Cuando entra una llamada, el agente identifica la intención: reserva, consulta sobre el menú, pregunta por alérgenos, solicitud de información general. Si es una reserva, pregunta nombre, número de comensales, día y hora preferida. Consulta disponibilidad real en el calendario. Confirma o propone alternativas. Registra la reserva. Envía confirmación por SMS.

Si es una consulta sobre alérgenos o ingredientes, accede a la información actualizada del menú y responde con precisión. Si detecta una intención que requiere criterio humano (una queja, una petición especial compleja, una modificación de reserva del mismo día), transfiere la llamada o toma nota para que el equipo devuelva la llamada.

Qué NO hace: los límites del compliance

Este agente no toma pedidos a domicilio. No procesa pagos. No modifica reservas realizadas por otros canales sin validación humana. No inventa información sobre el menú si no está en su base de conocimiento. No hace promesas sobre disponibilidad de platos que dependen del mercado diario.

Crucialmente: no suplanta la identidad de una persona real. Cuando contesta, se identifica como asistente digital del restaurante. Cumple con la normativa de protección de datos (RGPD): informa sobre el tratamiento de datos personales, obtiene consentimiento implícito para el registro de la reserva, y no almacena conversaciones más allá de lo necesario para la función.

Tampoco gestiona situaciones de crisis o reclamaciones. Si un cliente llama enfadado porque hubo un problema con su reserva anterior, el agente detecta el tono y la intención, se disculpa, y conecta inmediatamente con una persona del equipo o programa una llamada de seguimiento.

Resultados sin marketing: solo operativa

Después de seis semanas operando, el restaurante de Chamberí registró estos cambios:

  • Tasa de llamadas atendidas: del 39% al 91%
  • Reservas telefónicas procesadas: aumento del 127%
  • Tiempo del equipo dedicado a gestión telefónica: reducción del 64%
  • Incidencias por malentendidos en reservas: reducción del 41% (el agente confirma por escrito)

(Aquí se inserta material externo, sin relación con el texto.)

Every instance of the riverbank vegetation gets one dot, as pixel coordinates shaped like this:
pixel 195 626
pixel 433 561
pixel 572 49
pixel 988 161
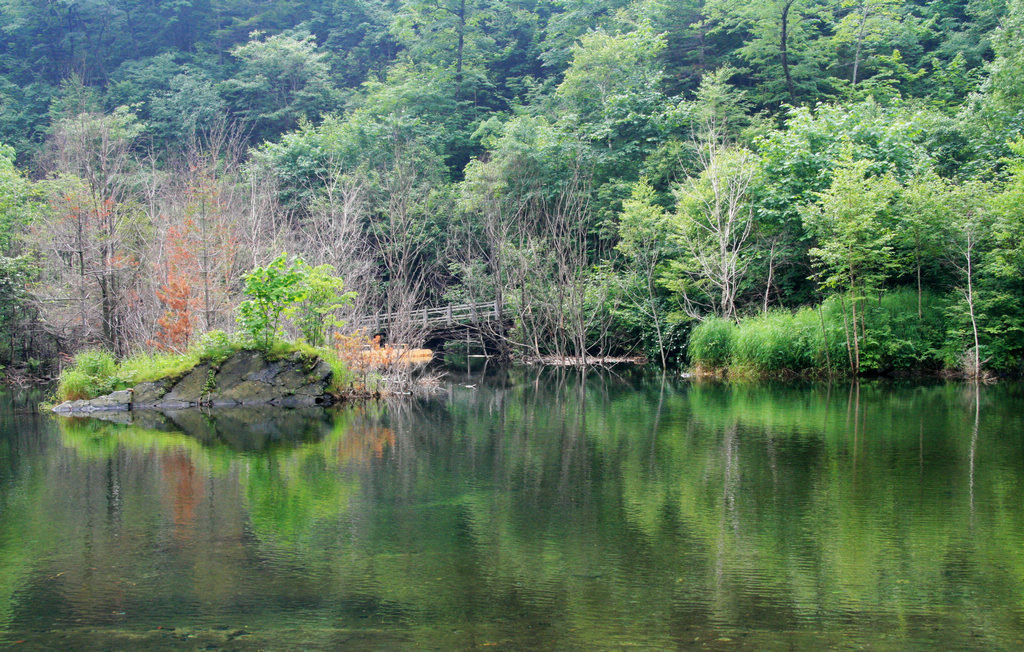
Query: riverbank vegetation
pixel 284 290
pixel 779 187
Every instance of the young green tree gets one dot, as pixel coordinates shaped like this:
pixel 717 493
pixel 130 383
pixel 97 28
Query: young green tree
pixel 282 78
pixel 325 295
pixel 642 230
pixel 854 235
pixel 274 292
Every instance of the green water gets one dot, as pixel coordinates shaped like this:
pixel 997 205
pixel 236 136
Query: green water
pixel 537 510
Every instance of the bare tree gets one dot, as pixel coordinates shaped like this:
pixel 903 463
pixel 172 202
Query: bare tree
pixel 94 234
pixel 714 226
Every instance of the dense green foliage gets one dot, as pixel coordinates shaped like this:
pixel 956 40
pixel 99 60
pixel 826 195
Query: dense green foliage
pixel 817 341
pixel 613 172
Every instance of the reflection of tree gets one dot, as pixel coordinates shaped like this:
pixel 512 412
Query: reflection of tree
pixel 544 512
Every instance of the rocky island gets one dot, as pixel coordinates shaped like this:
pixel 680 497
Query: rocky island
pixel 247 378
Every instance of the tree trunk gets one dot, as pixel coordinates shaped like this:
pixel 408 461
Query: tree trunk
pixel 783 49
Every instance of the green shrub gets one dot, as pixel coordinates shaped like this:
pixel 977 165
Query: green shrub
pixel 775 343
pixel 216 346
pixel 712 343
pixel 91 375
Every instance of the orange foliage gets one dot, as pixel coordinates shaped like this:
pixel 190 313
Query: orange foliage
pixel 363 354
pixel 176 295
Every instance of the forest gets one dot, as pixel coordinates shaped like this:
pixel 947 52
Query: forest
pixel 829 186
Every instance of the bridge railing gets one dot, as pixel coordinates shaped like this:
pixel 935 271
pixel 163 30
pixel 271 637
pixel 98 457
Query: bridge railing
pixel 466 313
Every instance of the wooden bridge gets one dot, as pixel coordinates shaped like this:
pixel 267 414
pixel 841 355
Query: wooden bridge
pixel 435 322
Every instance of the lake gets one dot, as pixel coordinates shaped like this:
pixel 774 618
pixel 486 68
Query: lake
pixel 526 509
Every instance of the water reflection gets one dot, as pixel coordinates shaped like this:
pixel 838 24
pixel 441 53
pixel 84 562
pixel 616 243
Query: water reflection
pixel 526 510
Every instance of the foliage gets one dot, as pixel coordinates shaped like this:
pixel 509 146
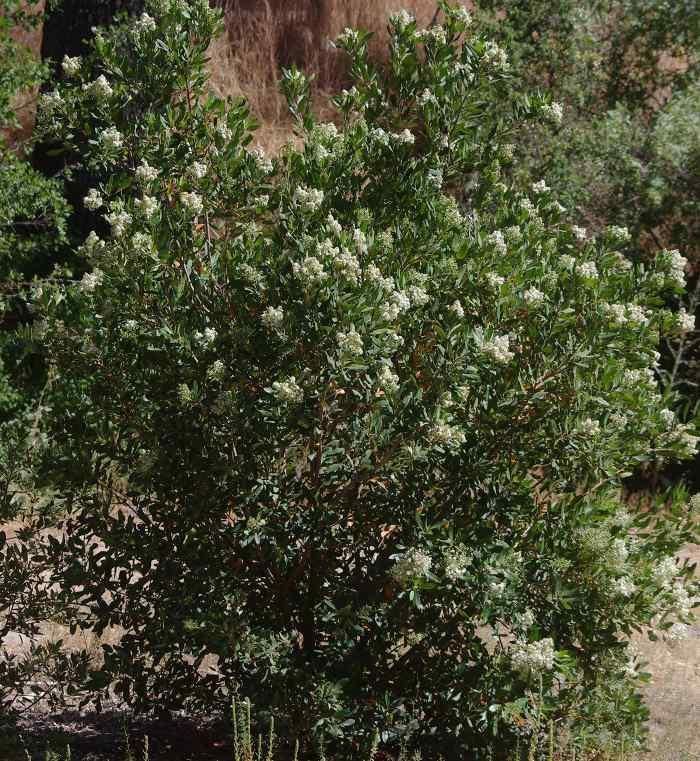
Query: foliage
pixel 350 423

Marta ya no tiene el móvil sonando mientras cocina. El agente trabaja incluso cuando el restaurante está cerrado, tomando reservas para los días siguientes. Y lo más importante: el equipo humano puede dedicarse a lo que realmente aporta valor: cocinar bien y atender a los clientes que están en el local.

La tecnología no sustituye a las personas. Elimina las interrupciones que les impiden hacer bien su trabajo.